We were celebrating tonight, so I wanted to try and make something a bit special, without doing anything too complicated. Puff pastry always feels indulgent, and as it turns out both Jus Roll and Tesco’s own ready-made pastry are accidentally vegan – hooray!
I found this recipe and adapted it. It’s basically a sheet of pastry brushed with vegan pesto and topped with roast veg. Instead of brushing with egg I used chickpea water, and I didn’t bother with anything to replace the cheese that the original recipe had. I did however add lots of babyleaf spinach.
When it came out of the oven after about 20 minutes I sprinkled on a few seeds and served it with salad topped with chickpeas and the cashew ranch dressing I had made yesterday.
It turned out really well. Easy to make, and the pesto added lots of flavour. I’m not going to get into the habit of cooking pastry on a regular basis, but this was great for a treat.

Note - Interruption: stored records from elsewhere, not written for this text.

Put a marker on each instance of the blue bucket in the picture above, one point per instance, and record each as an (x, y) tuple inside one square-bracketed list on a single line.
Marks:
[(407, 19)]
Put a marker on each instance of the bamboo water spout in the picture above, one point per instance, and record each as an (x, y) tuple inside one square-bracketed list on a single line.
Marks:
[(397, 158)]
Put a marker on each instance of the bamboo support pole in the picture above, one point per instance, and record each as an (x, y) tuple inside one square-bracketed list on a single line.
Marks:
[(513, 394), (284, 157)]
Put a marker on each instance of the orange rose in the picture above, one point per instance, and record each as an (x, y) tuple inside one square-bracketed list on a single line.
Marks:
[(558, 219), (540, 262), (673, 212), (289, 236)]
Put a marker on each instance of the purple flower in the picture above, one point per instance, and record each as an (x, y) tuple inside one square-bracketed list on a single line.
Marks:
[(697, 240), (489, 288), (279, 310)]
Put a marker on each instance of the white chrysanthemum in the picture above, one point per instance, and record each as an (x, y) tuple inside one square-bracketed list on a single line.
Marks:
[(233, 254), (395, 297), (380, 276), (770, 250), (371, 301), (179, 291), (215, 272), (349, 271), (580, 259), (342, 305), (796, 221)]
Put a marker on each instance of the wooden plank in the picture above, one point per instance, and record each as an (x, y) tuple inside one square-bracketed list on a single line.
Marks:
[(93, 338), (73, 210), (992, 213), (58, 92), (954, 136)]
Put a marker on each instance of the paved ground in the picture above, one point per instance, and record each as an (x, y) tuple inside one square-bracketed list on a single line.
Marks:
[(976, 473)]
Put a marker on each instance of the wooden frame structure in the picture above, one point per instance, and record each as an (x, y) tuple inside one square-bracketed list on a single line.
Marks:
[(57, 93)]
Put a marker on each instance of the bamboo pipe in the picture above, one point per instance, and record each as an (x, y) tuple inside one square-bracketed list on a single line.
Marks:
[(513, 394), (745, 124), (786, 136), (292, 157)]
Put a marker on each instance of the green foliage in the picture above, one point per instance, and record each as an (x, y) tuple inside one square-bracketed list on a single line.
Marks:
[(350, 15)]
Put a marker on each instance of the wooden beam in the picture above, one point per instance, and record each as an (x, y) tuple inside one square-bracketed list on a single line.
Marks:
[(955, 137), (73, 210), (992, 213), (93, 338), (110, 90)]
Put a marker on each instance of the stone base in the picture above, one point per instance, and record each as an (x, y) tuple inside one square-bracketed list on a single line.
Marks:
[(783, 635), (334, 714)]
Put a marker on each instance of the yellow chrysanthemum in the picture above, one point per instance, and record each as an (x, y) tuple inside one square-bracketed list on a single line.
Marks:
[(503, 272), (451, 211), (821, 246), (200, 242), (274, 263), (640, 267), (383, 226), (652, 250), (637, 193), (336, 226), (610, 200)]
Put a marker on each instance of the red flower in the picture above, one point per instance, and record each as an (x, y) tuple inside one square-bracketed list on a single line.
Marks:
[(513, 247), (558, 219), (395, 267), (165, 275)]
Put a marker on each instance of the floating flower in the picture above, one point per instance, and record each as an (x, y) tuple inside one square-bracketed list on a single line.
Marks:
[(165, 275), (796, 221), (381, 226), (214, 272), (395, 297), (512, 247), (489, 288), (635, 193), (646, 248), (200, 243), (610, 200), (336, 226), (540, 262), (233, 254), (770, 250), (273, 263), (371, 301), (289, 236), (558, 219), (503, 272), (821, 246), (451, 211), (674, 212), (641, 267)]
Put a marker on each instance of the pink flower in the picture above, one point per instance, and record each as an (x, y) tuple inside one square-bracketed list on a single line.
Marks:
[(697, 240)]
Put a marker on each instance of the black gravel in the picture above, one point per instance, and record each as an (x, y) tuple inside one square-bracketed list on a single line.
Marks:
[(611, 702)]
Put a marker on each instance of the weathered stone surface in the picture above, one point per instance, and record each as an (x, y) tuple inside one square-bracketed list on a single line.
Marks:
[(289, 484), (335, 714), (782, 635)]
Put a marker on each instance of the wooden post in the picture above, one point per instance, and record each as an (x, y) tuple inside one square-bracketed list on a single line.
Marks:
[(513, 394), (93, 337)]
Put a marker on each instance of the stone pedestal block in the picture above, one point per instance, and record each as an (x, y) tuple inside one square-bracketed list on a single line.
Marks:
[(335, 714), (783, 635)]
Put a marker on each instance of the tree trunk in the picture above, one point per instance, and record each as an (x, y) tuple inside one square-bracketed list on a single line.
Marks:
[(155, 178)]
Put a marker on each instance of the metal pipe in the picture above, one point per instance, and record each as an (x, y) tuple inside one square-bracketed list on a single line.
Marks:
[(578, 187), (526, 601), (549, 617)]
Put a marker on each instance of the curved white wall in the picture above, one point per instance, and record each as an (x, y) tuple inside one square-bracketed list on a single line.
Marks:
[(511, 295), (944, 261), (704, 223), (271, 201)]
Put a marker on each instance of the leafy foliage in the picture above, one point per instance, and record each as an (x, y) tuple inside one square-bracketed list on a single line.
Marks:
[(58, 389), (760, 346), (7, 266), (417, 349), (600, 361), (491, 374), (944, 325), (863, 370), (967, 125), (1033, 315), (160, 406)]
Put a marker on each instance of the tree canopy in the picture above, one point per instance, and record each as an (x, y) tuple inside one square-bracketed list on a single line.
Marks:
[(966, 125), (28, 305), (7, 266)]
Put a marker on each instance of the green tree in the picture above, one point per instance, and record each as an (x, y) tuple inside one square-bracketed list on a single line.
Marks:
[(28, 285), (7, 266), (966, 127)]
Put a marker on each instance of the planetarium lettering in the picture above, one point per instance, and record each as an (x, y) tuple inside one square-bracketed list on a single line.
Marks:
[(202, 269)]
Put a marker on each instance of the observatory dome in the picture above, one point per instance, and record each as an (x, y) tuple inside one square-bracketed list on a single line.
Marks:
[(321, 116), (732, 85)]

For desert I had bought some caramel pecan vegan ice cream from Tesco, made by a company called Perfect World. I had also picked up some raspberries on special offer to go with it
I had lots of chickpea water left over so thought I would experiment with meringues to go with the ice cream and fruit. It did not go well. I was hopeful at first, they whipped up really nicely in the food processor, and even looked good going into the oven. However, after a few minutes they collapsed into a watery mess. I think the problem was that I had experimented using stevia instead of sugar, which I had read was possible for meringues. I’ll try them again sometime with sugar.
However, Perfect World caramel pecan ice cream was really good – a really good flavour, good consistency, and lots of crunchy nutty bits. It’s also low in sugar – even better! All the vegan ice cream I have tried so far has been excellent, and this was no exception.